- Official name: Barragem de Chacorão
- Country: Brazil
- Coordinates: 6°29′52″S 58°19′25″W﻿ / ﻿6.497717°S 58.323536°W
- Purpose: Hydroelectric
- Status: Planned

Dam and spillways
- Impounds: Tapajós river

Reservoir
- Surface area: 61,600 hectares (152,000 acres)

Power Station
- Installed capacity: 3,336 megawatts (4,474,000 hp)

= Chacorão Dam =

Proposed dam in Pará, Brazil

The Chacorão Dam (or Chocorão Dam, Barragem de Chacorão) is a proposed dam on the Tapajós river in the state of Pará, Brazil.
It would flood a section of rapids in the river, making them navigable by barges carrying soybeans to ports on the Amazon River.
The dam would include locks for the barges and a hydroelectric power plant.
It is controversial since it would flood a large area of an indigenous territory.

==Location==

Sketch map showing locations of dams

The proposed Chacorão Dam would be built on the Tapajós river in the state of Pará.
The hydroelectric power plant would be part of the proposed 14,000 MW Tapajós hydroelectric complex on the Tapajos and Jamanxim rivers.
Others are the São Luiz do Tapajós (6,133 MW), Jatobá (2,338 MW), Cachoeira dos Patos (528 MW), Jamanxim (881 MW) and Cachoeira do Cai (802 MW) plants, all under study, as well as the less advanced proposal for the Jardim do Ouro (227 MW).

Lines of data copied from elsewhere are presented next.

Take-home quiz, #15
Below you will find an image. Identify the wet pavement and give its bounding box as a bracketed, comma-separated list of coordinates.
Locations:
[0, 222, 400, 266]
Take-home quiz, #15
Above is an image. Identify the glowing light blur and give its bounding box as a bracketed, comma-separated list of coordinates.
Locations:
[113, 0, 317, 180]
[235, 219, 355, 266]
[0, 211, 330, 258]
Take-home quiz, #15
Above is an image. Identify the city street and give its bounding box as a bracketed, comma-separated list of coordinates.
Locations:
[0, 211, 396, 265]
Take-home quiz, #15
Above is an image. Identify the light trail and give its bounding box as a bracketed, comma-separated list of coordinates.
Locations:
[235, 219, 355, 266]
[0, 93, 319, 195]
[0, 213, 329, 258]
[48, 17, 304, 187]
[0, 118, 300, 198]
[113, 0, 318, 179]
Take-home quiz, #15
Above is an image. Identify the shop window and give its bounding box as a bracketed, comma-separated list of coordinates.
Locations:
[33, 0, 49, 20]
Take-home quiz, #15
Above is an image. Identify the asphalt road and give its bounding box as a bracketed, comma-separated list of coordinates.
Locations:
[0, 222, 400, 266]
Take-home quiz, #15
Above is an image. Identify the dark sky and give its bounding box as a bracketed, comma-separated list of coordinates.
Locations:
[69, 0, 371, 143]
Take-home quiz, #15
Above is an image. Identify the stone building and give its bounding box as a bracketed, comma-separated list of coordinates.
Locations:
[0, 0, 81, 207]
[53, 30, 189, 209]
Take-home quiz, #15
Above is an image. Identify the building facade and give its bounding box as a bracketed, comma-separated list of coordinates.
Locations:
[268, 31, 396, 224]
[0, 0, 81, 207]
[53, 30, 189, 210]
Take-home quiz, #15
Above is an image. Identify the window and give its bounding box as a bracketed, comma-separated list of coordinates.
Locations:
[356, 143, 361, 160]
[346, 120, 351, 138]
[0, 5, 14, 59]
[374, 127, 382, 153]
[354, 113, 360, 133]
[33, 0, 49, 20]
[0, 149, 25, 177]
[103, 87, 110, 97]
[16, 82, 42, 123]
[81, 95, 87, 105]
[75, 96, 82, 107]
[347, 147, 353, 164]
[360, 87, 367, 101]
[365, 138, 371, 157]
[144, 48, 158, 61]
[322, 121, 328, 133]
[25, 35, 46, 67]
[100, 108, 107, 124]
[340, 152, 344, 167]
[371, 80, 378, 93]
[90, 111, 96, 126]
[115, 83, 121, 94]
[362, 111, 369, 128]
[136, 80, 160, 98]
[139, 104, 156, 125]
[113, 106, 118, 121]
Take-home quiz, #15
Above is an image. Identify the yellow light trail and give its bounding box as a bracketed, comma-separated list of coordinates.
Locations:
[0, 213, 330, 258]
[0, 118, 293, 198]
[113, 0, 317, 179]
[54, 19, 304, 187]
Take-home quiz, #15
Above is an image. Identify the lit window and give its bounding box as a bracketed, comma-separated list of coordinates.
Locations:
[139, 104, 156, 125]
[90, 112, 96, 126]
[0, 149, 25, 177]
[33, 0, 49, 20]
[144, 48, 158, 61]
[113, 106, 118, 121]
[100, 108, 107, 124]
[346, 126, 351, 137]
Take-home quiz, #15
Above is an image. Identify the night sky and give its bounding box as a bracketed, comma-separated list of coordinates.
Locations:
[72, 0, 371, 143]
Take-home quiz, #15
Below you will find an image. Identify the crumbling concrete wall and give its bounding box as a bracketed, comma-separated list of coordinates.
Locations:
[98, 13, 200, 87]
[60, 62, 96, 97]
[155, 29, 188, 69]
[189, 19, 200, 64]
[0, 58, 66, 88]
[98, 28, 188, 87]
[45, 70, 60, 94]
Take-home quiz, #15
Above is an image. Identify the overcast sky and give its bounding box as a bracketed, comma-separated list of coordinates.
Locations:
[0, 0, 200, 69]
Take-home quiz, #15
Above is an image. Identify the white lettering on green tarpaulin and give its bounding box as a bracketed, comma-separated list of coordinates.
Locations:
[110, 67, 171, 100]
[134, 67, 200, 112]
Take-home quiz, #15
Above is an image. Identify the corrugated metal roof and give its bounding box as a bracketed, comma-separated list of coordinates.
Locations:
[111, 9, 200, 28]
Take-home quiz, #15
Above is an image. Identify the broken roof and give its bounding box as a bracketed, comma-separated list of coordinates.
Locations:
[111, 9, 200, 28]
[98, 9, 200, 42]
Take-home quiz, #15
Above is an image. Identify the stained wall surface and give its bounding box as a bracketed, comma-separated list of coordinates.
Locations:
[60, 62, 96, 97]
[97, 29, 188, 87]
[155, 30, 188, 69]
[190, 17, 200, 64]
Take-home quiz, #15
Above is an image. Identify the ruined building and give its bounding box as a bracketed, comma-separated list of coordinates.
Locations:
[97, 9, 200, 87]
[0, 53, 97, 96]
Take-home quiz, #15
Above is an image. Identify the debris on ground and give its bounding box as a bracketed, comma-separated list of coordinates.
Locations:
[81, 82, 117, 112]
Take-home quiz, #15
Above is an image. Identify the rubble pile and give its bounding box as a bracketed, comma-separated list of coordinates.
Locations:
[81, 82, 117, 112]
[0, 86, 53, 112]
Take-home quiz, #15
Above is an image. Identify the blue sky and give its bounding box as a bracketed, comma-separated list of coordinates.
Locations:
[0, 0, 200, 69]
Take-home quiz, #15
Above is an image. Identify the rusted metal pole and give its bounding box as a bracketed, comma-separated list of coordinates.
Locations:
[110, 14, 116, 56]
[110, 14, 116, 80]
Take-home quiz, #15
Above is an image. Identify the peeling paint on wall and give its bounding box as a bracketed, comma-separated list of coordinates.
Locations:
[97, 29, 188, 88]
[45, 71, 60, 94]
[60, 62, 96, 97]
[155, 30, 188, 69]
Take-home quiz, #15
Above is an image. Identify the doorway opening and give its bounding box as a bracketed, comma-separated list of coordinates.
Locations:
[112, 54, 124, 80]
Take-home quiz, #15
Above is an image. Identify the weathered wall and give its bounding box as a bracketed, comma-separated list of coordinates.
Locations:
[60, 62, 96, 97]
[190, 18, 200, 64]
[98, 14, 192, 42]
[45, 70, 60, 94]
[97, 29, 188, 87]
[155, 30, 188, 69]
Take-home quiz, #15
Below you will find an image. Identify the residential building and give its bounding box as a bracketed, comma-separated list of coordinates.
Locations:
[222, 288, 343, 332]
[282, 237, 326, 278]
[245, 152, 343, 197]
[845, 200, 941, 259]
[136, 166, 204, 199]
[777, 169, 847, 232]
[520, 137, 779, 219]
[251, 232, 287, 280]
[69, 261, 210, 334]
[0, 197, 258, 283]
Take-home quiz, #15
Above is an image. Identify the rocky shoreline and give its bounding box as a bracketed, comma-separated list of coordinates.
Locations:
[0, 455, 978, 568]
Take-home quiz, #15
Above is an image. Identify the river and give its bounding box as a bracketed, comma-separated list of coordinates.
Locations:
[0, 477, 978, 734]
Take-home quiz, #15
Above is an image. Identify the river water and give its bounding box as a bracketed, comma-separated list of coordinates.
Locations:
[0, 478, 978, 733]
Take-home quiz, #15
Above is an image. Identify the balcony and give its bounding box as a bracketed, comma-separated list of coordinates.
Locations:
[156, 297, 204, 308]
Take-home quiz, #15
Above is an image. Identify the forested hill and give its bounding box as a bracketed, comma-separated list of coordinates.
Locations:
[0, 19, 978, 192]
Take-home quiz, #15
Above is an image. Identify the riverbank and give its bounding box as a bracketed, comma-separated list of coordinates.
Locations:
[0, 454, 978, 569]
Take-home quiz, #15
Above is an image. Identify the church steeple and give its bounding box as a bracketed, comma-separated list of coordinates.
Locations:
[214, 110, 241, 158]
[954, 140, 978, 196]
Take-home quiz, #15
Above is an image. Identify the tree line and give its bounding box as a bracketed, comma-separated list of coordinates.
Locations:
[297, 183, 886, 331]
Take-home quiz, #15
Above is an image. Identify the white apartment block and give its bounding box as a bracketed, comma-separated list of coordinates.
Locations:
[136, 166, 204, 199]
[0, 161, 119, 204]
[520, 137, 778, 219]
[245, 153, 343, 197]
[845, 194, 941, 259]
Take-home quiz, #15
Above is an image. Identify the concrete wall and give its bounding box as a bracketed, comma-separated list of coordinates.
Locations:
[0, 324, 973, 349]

The São Luiz do Tapajós, Jatobá and Chacorão dams on the Tapajós would together flood 198400 ha, including parts of the Amazônia and Juruena national parks and the Itaituba I and Itaituba II national forests.
The Chacorão reservoir would affect the Munduruku, Kayabí and Apiacá indigenous people.
It would flood 18700 ha of the Mundurucu Indigenous Territory.

==Technical==

The dam was planned to have a reservoir of 61600 ha.
The power plant was planned to have a capacity of 3,336 MW.

==Planning process==

The dam is part of a plan to convert the Tapajos into a waterway for barges to take soybeans from Mato Grosso to the Amazon River ports.
A continuous chain of dams, with locks, would eliminate today's rapids and waterfalls.
Legal and constitutional objections may be bypassed through "security suspensions."
The Chacorão locks are listed as a priority in the National Waterways Plan (Brazil, MT 2010, p. 22).
The dam's reservoir would eliminate the Chacorão rapids, allowing barge traffic above the dam's locks.
The controversial Chacorão Dam is rarely discussed in the context of the Tapajós Basin developments, despite its central role in the plan.

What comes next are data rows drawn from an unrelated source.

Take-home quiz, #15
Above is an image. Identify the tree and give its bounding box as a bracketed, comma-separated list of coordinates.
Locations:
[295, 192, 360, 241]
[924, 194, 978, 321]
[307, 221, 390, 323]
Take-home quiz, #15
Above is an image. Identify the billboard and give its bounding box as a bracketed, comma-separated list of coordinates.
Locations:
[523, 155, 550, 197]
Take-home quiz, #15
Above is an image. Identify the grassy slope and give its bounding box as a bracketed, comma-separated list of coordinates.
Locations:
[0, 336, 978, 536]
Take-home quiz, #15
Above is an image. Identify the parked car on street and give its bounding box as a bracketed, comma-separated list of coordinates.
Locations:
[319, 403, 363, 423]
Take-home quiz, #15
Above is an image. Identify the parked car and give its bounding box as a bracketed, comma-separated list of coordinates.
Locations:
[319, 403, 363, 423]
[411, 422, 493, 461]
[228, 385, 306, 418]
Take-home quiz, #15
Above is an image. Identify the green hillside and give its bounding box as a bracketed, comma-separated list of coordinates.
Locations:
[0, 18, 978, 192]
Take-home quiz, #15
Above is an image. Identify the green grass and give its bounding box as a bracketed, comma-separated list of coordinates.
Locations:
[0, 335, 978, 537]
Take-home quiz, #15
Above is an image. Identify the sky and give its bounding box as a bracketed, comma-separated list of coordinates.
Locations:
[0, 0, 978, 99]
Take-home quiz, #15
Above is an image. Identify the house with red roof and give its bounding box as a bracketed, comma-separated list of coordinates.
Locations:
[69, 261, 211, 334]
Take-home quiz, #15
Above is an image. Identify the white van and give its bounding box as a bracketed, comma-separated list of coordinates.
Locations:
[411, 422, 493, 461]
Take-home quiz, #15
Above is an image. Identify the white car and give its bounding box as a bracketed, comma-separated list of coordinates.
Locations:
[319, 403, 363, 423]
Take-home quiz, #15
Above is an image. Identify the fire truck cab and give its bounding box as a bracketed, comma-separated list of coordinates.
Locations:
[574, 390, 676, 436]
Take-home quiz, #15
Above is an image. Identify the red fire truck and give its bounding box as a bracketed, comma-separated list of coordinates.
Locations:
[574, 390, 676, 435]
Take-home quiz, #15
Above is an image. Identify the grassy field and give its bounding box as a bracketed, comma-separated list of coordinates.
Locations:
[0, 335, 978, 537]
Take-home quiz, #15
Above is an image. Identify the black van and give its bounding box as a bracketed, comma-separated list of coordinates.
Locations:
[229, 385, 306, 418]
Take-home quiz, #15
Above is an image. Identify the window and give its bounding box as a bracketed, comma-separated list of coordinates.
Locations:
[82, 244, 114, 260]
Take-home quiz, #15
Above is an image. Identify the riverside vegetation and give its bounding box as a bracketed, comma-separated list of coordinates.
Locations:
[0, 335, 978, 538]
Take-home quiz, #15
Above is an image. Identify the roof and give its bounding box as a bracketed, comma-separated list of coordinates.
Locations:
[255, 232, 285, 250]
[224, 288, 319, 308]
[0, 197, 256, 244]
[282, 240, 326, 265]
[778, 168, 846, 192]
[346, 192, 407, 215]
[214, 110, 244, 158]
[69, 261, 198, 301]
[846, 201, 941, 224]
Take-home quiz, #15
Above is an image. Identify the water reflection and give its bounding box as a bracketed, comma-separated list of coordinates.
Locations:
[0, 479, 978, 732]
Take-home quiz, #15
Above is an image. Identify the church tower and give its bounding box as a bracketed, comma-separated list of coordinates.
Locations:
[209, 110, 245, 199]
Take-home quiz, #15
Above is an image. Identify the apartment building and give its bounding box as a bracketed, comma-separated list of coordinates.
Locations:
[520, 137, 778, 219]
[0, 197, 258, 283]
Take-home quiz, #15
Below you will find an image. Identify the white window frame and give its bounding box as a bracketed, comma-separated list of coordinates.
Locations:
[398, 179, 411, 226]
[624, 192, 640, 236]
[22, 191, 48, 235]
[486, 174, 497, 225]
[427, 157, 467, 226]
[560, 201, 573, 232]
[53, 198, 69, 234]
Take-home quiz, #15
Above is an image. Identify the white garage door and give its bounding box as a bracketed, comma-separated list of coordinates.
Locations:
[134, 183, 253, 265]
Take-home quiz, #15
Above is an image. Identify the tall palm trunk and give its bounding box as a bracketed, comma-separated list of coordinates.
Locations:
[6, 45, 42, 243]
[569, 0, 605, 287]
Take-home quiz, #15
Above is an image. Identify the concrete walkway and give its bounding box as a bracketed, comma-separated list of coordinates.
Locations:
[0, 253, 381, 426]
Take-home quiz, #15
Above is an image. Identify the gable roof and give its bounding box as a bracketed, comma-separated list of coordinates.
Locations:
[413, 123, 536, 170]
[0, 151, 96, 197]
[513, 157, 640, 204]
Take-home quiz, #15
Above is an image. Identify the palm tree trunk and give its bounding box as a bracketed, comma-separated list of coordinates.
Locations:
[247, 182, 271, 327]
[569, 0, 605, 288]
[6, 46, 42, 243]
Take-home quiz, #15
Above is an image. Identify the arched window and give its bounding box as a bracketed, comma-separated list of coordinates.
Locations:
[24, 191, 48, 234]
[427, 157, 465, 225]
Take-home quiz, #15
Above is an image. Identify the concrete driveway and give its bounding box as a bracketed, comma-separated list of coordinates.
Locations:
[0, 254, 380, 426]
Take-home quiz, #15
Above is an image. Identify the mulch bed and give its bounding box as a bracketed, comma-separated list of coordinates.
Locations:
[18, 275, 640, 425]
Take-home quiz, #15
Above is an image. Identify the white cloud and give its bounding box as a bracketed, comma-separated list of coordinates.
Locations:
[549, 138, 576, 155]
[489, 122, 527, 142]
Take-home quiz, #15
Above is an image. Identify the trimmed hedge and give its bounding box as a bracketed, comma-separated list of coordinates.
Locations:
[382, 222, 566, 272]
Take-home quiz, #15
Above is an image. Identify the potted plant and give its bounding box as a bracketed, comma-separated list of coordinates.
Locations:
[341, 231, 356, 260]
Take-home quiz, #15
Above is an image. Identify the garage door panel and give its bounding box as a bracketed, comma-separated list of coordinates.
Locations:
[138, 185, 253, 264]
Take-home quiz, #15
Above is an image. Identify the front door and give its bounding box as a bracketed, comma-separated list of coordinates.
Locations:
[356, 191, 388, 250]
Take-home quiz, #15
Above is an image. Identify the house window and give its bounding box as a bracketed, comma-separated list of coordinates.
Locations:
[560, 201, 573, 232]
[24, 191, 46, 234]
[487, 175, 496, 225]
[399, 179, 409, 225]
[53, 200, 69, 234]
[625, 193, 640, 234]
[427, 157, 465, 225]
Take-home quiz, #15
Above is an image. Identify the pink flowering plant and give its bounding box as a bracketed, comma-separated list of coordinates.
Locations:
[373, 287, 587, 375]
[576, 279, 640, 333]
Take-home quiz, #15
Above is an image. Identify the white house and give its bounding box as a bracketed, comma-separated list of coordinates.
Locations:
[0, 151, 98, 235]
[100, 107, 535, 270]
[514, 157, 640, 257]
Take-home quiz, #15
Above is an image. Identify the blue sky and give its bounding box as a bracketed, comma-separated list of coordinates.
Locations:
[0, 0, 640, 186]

A "platform" approach is proposed for construction to minimise environmental impact.
There would be no access roads, and workers would be taken to the site by helicopter.
After construction is complete the site would be regenerated.
As of 2010 Eletronorte had not applied for registration with the National Electricity Agency to start feasibility studies for the Chacorão hydroelectric power plant, since it would flood parts of the Mundurucu and Sai-Cinza indigenous territories.
A spokesman said that without a decree to regulate the constitution there was no way to undertake projects in indigenous territories.